A Swinburne song catalogue, a work in progress, and two Holy Grails

21Here is a catalogue of songs which were set to the lyrics of Swinburne and published between 1866-1920. It also lists a few important unpublished songs and some musical oddities and odds and ends that I’m not sure how to classify, but which I have included in the final pages. I’m making this available as I have now completed my PhD thesis: ‘Swinburne and Wagner: Poetry and Music’. This forms the third appendix of the thesis, although as the thesis was being written it often appeared to be what Swinburne might have called an ‘extraneous tail or fin stitched on’.[1] Not an essential part of the whole, the catalogue acted more as an accompaniment, definitely a prolongation, and perhaps an excursion into realms that a more sensible student might have visited later.

I started compiling this catalogue after reading T. S. Eliot’s chapter in The Sacred Wood (1920), called ‘Swinburne as Poet’. Here Eliot claims that the beauty of Swinburne’s verse and its effect of sound is ‘neither that of music nor that of poetry which can be set to music’, and, again, ‘what we get in Swinburne is an expression by sound, which could not possibly associate itself with music’.[2] Eliot makes several other denials about Swinburne’s musical suitability which I will not go into here, but these critical declarations acted as a sort of matador’s cloak and after reading them I was determined to charge Eliot down. By the end of an afternoon I had found several examples of Swinburne musical settings and before long I had well over a hundred items and so presented my findings at the 150th Poems and Ballads Conference at St John’s College in Cambridge in 2016. After this, I went on to write an article based on an earlier version of this list, which eventually appeared in the Journal of Victorian Culture as ‘Swinburne, Wagner, Eliot and the Musical Legacy of Poems and Ballads’.[3] Since its first presentation at St John’s, I have updated, revised, and altered the catalogue as more items have come to light or as I have got hold of pieces that have now proved to be of no interest.

This is a work in progress not a finale. If you happen to find any songs not given in this catalogue or discover an error, please don’t hesitate to contact me and I will update the catalogue and credit you accordingly. (I have included several American examples and some French and German songs, but there are bound to be more.) Additionally, should you wish to use this catalogue in your work, I would be grateful if you could give me credit. Compiling this list has cost a great deal of time, caused many fingernails to be bitten, exotic teas to be drunk, and quite a few trains to be caught – with necessary costs – in trying to track down tatty Victorian musical scores.
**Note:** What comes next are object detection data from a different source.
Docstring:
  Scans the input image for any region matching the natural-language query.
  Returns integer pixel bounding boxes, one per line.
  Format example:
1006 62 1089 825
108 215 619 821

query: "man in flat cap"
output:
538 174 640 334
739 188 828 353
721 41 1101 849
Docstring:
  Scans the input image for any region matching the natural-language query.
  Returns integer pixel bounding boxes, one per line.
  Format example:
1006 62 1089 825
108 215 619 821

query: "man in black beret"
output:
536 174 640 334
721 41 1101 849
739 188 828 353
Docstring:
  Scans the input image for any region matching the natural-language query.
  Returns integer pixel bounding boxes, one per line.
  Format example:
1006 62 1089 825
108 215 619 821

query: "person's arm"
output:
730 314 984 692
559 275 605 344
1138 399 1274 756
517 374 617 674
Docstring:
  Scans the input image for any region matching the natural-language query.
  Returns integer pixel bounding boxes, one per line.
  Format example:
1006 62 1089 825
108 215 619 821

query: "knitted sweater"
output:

A link or citation in recognition of this would be much appreciated.

Lastly, if you happen to come across two pieces set to the lyrics of Swinburne by Theophilus Marzials – other than Félise or Ask Nothing More – please immediately drop everything and get in touch. To me, these (if they were ever written) are the Victorian song equivalents of the Grail or the Ark of the Covenant. While I will not pay handsomely for their recovery, I may take you out for a drink or two.[4]

To download the catalogue: Swinburne song list 110820i

 

[1] Swinburne was referring to his additions to Alexander Gilchrist’s Life of William Blake: Pictor Ignotus (1863) but which later formed part of his own William Blake (1868). See The Swinburne Letters (hereafter TSL), ed. by Cecil Y. Lang, 6 vols. (New Haven and London: Yale University Press, 1959-1962), I, 59.

[2] T. S. Eliot, ‘Swinburne as Poet’, The Sacred Wood: Essays on Poetry and Criticism (London: Methuen, 1980), pp. 144-150 (p. 146).

[3] In this article I tackle Eliot’s use of the word ‘beauty’ in his arguments concerning the unsuitability/impossibility of musical adaptation of the Swinburnian lyric, which I also do – at greater length – in the last chapter of my thesis.

[4] On 17 November 1876, Swinburne wrote to Edmund Gosse that ‘Marzials is most welcome to publish his music to (and with) any words of mine. What are his four chosen pieces? I should like to see and hear them’. I have only found two of these pieces so far. See TSL, III, 214.